“‘No,’ says Kite, who was allers plain-spoken, ‘he ain’t, for a fact; and to tell ye the truth, Mr. Coombs, I can’t think of anything he favors so much as he does a dose of jalap.’
“‘Jalap,’ says my father, meditating and turning of the word over in his mouth—‘jalap. It’s bitter but wholesome, and as he’s the dose I’ve got to take whether or no, I’ll call him Jalap, and done with it.’
“He kep’ his word, and that’s how I come to be sot agin mussels.”
“I declare! I don’t blame you, Mr. Coombs,” said Phil, laughing at this quaint bit of family history; “and if I had been in your place I would have had it changed as soon as I grew up.”
“No,” said the mate, decidedly, “that wouldn’t have done, ’cause, you see, it were all owing to the name, for which Kite naturally felt responserble, that he come to be so friendly with me. Sorter trying to make up for what he’d did, ye understand; and his friendship, he being a powerful smart man, made me what I be.”
Phil wanted to laugh again at the evident pride with which the mate of the Seamew regarded his station in life, but realizing that it would be very rude, hastily changed the subject by inquiring: “By-the-way, Mr. Coombs, how soon do you think we shall be obliged to leave this island? If it wasn’t for my poor father’s anxiety I should like to stay here a month. You see, after what Serge has told me, I find there are ever so many things here that I want to see. In fact, I feel as if I must see a sea-otter. That is,” he added, mischievously, “it seems as if a sea-otter was the one thing I otter see.”
“Hey?” ejaculated the mate, taking his pipe from his mouth and gazing at Phil as though he feared something had gone wrong with the lad. Then, as a twinkle in the other’s eye betrayed him, he exclaimed: “Get along, ye young villain! We’ll stay here long enough to let you see all you want of this island, and more too, ef I’m not mightily mistaken in the weather. And now ye’d best follow your chum’s example and turn in, for ef ye ain’t sleepy, ye ought to be arter the day we’ve had and the to-morrows that is a-coming.”
So the three castaways on that desolate northern island slept on their mossy couch as soundly and peacefully as though in their bunks on board the Seamew or in the beds of their distant homes.
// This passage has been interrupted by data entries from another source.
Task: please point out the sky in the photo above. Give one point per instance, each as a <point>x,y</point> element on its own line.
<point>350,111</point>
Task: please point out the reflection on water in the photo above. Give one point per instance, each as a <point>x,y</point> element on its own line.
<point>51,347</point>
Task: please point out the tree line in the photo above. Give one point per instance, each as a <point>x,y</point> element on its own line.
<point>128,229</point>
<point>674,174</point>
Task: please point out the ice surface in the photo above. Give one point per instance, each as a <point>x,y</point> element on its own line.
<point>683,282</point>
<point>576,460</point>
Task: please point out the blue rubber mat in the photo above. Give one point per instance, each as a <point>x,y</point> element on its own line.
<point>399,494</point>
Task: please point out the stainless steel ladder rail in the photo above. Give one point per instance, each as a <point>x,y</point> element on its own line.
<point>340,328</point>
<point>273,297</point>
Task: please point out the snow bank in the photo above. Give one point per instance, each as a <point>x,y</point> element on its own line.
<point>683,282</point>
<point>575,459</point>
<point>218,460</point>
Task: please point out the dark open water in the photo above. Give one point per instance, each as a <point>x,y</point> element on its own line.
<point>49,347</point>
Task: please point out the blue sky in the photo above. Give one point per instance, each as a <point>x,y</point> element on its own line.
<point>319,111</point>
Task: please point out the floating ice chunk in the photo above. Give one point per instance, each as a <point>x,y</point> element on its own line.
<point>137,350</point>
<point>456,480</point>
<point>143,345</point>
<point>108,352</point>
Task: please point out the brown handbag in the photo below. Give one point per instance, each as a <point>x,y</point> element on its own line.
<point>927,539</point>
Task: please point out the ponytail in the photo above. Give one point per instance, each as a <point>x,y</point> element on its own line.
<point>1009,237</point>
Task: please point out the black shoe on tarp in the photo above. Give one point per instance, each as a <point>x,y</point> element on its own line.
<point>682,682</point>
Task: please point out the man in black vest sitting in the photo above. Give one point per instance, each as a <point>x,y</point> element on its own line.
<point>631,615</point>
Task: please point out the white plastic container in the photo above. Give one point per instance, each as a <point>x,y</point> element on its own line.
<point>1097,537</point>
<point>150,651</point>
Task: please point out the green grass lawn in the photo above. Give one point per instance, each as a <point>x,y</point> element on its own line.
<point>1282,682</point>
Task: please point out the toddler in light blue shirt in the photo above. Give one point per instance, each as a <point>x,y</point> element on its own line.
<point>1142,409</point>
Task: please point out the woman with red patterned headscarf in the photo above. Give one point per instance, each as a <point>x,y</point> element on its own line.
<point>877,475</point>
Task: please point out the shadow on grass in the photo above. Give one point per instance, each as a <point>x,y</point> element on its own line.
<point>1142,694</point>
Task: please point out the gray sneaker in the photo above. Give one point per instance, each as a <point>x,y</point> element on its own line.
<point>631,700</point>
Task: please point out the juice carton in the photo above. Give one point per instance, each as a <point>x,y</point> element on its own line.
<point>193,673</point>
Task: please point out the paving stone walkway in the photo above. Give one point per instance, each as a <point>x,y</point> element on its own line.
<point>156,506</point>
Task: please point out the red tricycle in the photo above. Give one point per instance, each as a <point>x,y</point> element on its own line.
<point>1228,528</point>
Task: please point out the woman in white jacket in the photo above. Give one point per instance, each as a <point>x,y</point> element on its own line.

All night long the wind howled about the stout walls of their shelter, the rain beat on the canvas roof above them, and a mighty roar from the sea filled the air; but none of these things disturbed them, and not until long after daylight did one of them awake.
For a solid week did the tempest rage with unabated fury, and long before the end of that time they were wearied almost beyond endurance with their enforced inaction and monotonous diet. To Phil in particular did the salmon and crabs, that he had thought so good on that first night, grow so distasteful that it became almost impossible for him to swallow the hated food.